Şu yıllar nasıl da geçmiş... 20 Temmuz, 1974’ün üzerinden tam koca 50 yıl geçmiş. 50 yıl öncesini hatırlamak, hatta 11 yıllık getto hayatımızı hatırlamak, bizleer için çok önemlidir.
20 Temmuz sabahı mevzideki nöbetiden henü çıkmıştım ki, saat sabahın 04.00’ünü gösteriyordu. Bayağı hava gergindi.
Nöbeti arkadaşıma devredince bölükte bir çay içmeye gitmiştim ki, o bölgede ikamet eden bir elçilik mensubu, elinde küçük bir valizle ve aşi, çocuğu ve örtülüü anne veya kayınvaldesi ile valksvagen arabasına bibmin evinden ayrılıyordu ki, o elçilik mensubuna sormuştum.
“Emin bey hayırdır” diye sorduğumda bana “Elçilik binasına sığınıyoruz ne olur ne olmaz” demişti.
O an içime kurt düşmüştü. Türk askeri çıkarma yapıyor herhalde, demiştim içimden.
Bölükten hemen ayrılmıştım ki ilk kurşunu bana sıkmıştı karşı mevzideki Rumlar. Mecburen arka sokaklardan dolanarak mevzime gitmiştim. Arkadaşıma şöyle demiştim:
“Türk askeri çıkıyor.”
Mevzide kullanmak üzere bir küçük cep radyomuz vardı yanımızda. Saat sabahın beşini gösteriyordu ki, Denktaş’ın o ünlü konuşmasını veriliyordu radyodan.
“Kahraman Mücahitler, kahraman halkım, Türk askeri şu andan itibaren adanın dört bir tarafından çıkarma yapmaya başlamıştır” diyordu Denktaş. Denktaş’ın bu sözleri Rumları deli divane etmişti. Bekledim de gelmedin şarkısını çalan Rumlar...
O an gözlerimden yaşlar boşalmıştı. O gözyaşları, uzun acıların ve Türkiye hasretinin gözyaşlarıydı. Tam on bir yıl beklemiştik o anı.
Onbir yıllık getto hayatımızda ne kadar çok masum Türkü sokaklardan toplayıp katletmişti Rumlar.

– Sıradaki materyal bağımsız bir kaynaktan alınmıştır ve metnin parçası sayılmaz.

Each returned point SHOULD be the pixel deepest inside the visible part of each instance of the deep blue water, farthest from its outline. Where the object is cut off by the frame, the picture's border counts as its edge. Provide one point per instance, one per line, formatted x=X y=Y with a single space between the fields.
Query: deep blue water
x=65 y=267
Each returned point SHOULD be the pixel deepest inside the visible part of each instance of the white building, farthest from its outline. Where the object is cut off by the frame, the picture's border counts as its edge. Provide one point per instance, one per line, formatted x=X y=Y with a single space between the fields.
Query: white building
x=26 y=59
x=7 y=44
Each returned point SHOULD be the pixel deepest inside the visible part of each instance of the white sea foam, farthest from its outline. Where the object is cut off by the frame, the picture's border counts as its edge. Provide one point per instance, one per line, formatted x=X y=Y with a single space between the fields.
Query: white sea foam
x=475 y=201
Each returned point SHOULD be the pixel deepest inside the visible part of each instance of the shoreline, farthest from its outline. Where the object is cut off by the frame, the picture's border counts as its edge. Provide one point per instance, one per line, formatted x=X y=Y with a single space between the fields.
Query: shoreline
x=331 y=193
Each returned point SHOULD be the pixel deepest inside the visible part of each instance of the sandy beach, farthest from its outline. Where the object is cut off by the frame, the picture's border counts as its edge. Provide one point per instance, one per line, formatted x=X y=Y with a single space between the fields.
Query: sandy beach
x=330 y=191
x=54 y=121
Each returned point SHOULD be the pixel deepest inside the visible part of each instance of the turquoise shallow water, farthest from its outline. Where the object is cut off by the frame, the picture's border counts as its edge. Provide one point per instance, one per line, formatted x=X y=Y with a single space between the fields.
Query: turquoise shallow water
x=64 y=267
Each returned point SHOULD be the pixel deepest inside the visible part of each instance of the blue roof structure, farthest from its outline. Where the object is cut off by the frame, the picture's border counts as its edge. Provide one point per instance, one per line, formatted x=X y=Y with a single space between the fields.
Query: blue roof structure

Mevzide kurşunlarımı sıkarken şöyle diyordum alçak sesle.
“Bu kurşun bomba yaparken ölen şehitlerimiz için, bu kurşun Tuncer ve Aziz için, bu kurşun da banyo küvetinde katledilen binbaşı Dr. İlhan’ı eşi ve çocukları için” diyordum. İçimde öyle bir acı vardı.
Mevzimizin bulunduğu yerden Türk paraşutçuları göremiyorduk. Lakin haberler bize ulaşıyordu. Türk paraşutçular Hamitköy ve Girne Boğazına iniyordu.
Artık kesin olarak inanmıştık Türk askerinin geldiğine.
Rumlar yıllarca bize o şarkıyı çaldı.
“Bekledim de gelmedin.”
Rumlar Türk askerinin çıkarma yapacağına inanmıyorlardı. İnanmıyorlardı ama yine de adanın bütün sahil şeridine devasa beton mevziler yapmışlardı.
Türk askeri çıkarmayı Karaoğlanoğlu plajının sahil şeridinden yapmıştı. Türk askeri en büyük zayiatı o çıkarmada vermişti. Bazı askerlerin boyunlarında muskalar vardı. O bir inancın ve manevi gücün sembolüydü.
Türk askerinin sınırlı oparasyonu önce Girne’den başlamıştı. Sonra o çember yavaş yavaş genişledi. Genişleyen çember ta Vasilya’ya kadar uzanıyordu. Biz mücahitlerse, mevzimizden ta Vasilya’daki orman yangınını izliyorduk. Artık Lefkoşa ile Gürne bir bütün olmuştu.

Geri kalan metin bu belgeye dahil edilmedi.